Pram, Hare & Hounds, Birmingham review - a fine hometown return for the psychedelic oddballs

Pram, Hare & Hounds, Birmingham review - a fine hometown return for the psychedelic oddballs

A Theremin-powered weird-out from South Birmingham’s resident psychedelicists

Pram: strange and otherworldly

While Pram could hardly be described as representative of the UK psychedelic scene, it would be hard to imagine South Birmingham’s favourites being birthed by any other sub-culture.

Sixties film and television soundtracks collide with dreamlike soundscapes, 30s jazz, trippy pop and more than a dash of the almost mythic BBC Stereophonic Workshop to create music that somehow feels particularly rooted in the British mindset. Especially once it finds itself under the influence of a couple of stiff gins or something perhaps a little stronger.
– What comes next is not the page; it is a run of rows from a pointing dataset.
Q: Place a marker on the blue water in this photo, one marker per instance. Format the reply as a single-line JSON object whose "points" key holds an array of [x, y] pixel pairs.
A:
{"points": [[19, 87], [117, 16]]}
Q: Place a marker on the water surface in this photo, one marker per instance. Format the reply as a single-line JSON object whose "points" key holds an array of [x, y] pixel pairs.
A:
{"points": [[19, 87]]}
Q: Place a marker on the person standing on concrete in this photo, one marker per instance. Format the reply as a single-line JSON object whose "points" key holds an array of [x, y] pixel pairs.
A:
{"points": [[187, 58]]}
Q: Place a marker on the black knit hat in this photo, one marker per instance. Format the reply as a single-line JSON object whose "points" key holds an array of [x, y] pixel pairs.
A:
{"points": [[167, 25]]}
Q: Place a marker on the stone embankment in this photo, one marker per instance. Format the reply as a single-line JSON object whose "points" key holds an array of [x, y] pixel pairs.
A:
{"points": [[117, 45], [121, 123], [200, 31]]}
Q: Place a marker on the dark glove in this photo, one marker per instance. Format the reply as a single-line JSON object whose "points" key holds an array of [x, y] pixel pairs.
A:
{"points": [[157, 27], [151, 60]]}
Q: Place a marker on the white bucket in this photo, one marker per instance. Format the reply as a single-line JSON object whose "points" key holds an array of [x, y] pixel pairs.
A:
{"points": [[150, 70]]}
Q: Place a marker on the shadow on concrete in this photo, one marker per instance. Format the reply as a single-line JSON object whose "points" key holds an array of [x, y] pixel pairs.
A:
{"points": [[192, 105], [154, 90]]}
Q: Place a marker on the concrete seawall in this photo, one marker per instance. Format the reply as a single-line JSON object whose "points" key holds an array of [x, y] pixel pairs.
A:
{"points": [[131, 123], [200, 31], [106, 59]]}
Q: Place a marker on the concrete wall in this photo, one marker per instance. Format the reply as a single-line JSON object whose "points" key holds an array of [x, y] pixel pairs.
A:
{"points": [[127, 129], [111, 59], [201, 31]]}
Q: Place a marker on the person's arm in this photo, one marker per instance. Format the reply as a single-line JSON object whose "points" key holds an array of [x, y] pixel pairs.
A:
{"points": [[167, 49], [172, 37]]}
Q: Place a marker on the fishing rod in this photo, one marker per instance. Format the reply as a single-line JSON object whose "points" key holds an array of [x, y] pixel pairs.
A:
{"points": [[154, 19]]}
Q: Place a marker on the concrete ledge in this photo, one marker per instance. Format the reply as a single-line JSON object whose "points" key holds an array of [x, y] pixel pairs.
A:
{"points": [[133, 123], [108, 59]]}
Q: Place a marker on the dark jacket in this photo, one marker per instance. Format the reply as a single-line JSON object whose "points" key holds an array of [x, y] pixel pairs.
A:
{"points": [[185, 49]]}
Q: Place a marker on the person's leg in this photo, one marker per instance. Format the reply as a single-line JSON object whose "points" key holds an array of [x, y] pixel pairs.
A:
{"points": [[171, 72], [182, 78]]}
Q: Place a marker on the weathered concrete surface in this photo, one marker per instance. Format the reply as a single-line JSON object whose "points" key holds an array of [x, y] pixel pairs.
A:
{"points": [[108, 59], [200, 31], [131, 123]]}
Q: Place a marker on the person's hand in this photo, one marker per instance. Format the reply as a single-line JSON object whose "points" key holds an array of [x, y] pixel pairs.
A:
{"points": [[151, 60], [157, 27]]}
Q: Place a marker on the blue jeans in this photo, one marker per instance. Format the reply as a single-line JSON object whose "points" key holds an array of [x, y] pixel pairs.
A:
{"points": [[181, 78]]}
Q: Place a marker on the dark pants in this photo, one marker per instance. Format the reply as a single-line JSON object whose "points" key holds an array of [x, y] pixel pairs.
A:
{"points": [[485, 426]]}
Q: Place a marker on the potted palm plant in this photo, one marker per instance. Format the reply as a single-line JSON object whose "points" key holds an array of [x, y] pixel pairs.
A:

Strange, yet half-recognised grooves power this eerie music that can be quite disorientating, which also makes it almost the perfect soundtrack to these unsure times.

Promotional shots of Pram (main picture) often have the band decked out in outlandish costumes with weird and unsettling masks. While Scandi psych-poppers Goat might also pull the same shtick, they don’t look anything like as unsettling as the Brummie foursome. However, the band that took to the stage at the Hare & Hounds looked disappointingly normal, like academics on an evening out, all dressed in black. That said, the Theremin set up in pride of place, at the front of the stage, made it clear that Pram’s first homecoming gig in a while was going to be anything but a normal performance. This was reinforced by the strange images of bunny rabbits, hot air balloons and other unrelated objects flitting continuously across the three screens above the stage.

Launching into “Shimmer and Disappear” from last year’s Across the Meridian album, Harry Dawes laid down a trombone-powered groove over a 60s sci-fi organ sound. Sally Owen’s airy vocals brought the air of something decidedly disconcerting to the trippy “Thistledown” before technical issues brought things to an unexpected halt and, as Pram aren’t really ones for on-stage banter, created a bit of a pregnant pause.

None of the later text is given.